Sometimes when we talk about nutrient cycling, people's eyes glaze over, but Sargassum is actually taking nitrogen out of the atmosphere and making it available to that ocean ecosystem.
And they are basically responsible for capturing all of the carbon that then supports everything else in the food web.
So it's a really important source of oxygen for the entire planet.
- Lighthouses had been around since the 17 hundreds, but at that time they had a very clumsy ill designed system of parabolic mirrors with lamps or candles even.
And it was a fire hazard.
It was a horrible mess.
But Augustine Fresnel came up with an idea and we use them today in traffic lights, headlights, this kind of scalloped prism of lenses and they were named after him for now the entire apparatus could be 20 foot high and like the lighthouse, it was a absolute masterpiece of engineering and it took that light from a 3, 4, 5 wick lamp and it cast it 20 miles out to sea.
And as we sit here today, a man in Florida is now making the perfect Fresnel lens replica in his garage.
- So I'm probably gonna get emotional about this 'cause I love my student program so much.
The students I think, coming to this program benefit from really getting embraced by the natural and human communities here.
We spend a lot of time visiting different natural ecosystems and also interacting with people in the Outer Banks community.

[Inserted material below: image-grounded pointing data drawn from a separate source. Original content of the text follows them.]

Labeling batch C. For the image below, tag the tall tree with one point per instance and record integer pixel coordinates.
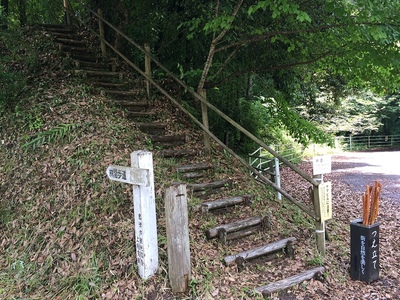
(4, 11)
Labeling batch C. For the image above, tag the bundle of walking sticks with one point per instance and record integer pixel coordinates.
(371, 203)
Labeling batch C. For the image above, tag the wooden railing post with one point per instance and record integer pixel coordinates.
(204, 114)
(178, 247)
(67, 9)
(102, 35)
(147, 64)
(320, 225)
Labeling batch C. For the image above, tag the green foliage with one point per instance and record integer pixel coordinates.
(50, 135)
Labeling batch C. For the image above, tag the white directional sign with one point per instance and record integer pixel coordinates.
(129, 175)
(325, 198)
(141, 176)
(322, 165)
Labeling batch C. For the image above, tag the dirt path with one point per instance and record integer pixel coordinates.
(358, 169)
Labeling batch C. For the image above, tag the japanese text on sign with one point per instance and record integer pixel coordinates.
(325, 198)
(322, 165)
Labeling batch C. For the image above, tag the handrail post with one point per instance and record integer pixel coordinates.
(320, 225)
(147, 64)
(102, 34)
(66, 8)
(204, 114)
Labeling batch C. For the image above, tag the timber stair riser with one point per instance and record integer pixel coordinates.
(104, 75)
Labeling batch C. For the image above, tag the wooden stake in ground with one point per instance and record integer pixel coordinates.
(177, 223)
(371, 203)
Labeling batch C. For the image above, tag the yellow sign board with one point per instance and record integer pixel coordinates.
(325, 200)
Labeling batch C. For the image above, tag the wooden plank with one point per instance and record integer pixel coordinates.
(177, 225)
(177, 152)
(145, 217)
(273, 287)
(193, 167)
(225, 202)
(235, 226)
(259, 251)
(196, 187)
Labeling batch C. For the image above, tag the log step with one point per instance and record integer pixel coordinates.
(74, 49)
(95, 66)
(134, 106)
(198, 187)
(83, 57)
(58, 29)
(226, 202)
(141, 114)
(165, 140)
(152, 127)
(283, 284)
(193, 167)
(259, 251)
(92, 73)
(177, 153)
(111, 84)
(226, 229)
(119, 94)
(70, 42)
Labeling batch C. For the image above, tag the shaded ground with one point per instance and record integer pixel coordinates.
(361, 168)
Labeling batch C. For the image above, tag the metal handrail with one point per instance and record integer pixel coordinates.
(213, 108)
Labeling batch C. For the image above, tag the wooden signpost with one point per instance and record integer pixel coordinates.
(141, 176)
(322, 198)
(177, 223)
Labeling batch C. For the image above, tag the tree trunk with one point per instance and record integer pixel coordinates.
(22, 12)
(4, 5)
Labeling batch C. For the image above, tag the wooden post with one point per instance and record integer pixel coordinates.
(145, 217)
(67, 16)
(320, 225)
(178, 249)
(102, 34)
(277, 177)
(204, 114)
(147, 64)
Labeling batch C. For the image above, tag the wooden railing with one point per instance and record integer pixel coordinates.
(314, 213)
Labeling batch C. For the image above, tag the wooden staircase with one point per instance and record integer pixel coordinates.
(199, 175)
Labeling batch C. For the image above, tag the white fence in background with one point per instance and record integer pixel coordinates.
(266, 163)
(353, 143)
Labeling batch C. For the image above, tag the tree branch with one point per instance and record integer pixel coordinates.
(287, 66)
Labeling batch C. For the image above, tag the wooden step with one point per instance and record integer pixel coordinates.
(86, 65)
(226, 202)
(141, 114)
(165, 140)
(70, 42)
(55, 29)
(110, 84)
(83, 57)
(134, 106)
(262, 250)
(120, 94)
(206, 189)
(288, 282)
(102, 74)
(236, 229)
(152, 128)
(74, 49)
(193, 167)
(71, 36)
(193, 171)
(177, 153)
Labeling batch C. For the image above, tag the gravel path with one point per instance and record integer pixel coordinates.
(358, 169)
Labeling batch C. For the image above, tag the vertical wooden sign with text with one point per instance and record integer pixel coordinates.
(145, 217)
(141, 176)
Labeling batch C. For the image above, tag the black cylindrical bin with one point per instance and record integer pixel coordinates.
(364, 251)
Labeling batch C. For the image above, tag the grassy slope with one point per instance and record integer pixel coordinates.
(67, 231)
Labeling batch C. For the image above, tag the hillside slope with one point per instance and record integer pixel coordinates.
(67, 232)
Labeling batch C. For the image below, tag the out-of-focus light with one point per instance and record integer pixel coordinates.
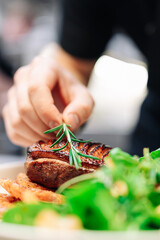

And so I think that the students get this really well-rounded perspective of the Outer banks.
- Our local association does a lot with community service events.
If somebody needs us, we, we do it.
And you'd be surprised how many people help us or keep up with us when they get home.
So it's, it's a good way to meet people.
- We often say this about the pyramids, the aqueducts of Rome and other stuff.
It's my God, how did they do it?
And when you think about local fishermen being the laborers that are doing this, that's astonishing.
I mean, it's poetic, you know, just the work that they did.
- Ham radio operators are real congenial group.
We come from all sorts of different fields of I, I guess life of of different occupations, but it doesn't matter because we all have the same interest.
- I've done everything from go out on research boats with International Fund for Animal Welfare when I was in high school to helping with water system projects in a squatter community in Peru.
- I see the Cape Powder's lighthouse as the Golden Gate Bridge, the Statue of Liberty, the Liberty Bell.
It's an absolutely amazing American monument.
- I find interest in something and I really delve into it.
I guess that's part of what makes me a nerd.
I am, even when I'm resting and sitting on the beach, I'm kind of observing.
I love to, yeah, just think about what I'm seeing and the processes that I'm seeing and the life that I'm seeing and appreciating this place for how unique it is and how beautiful it is.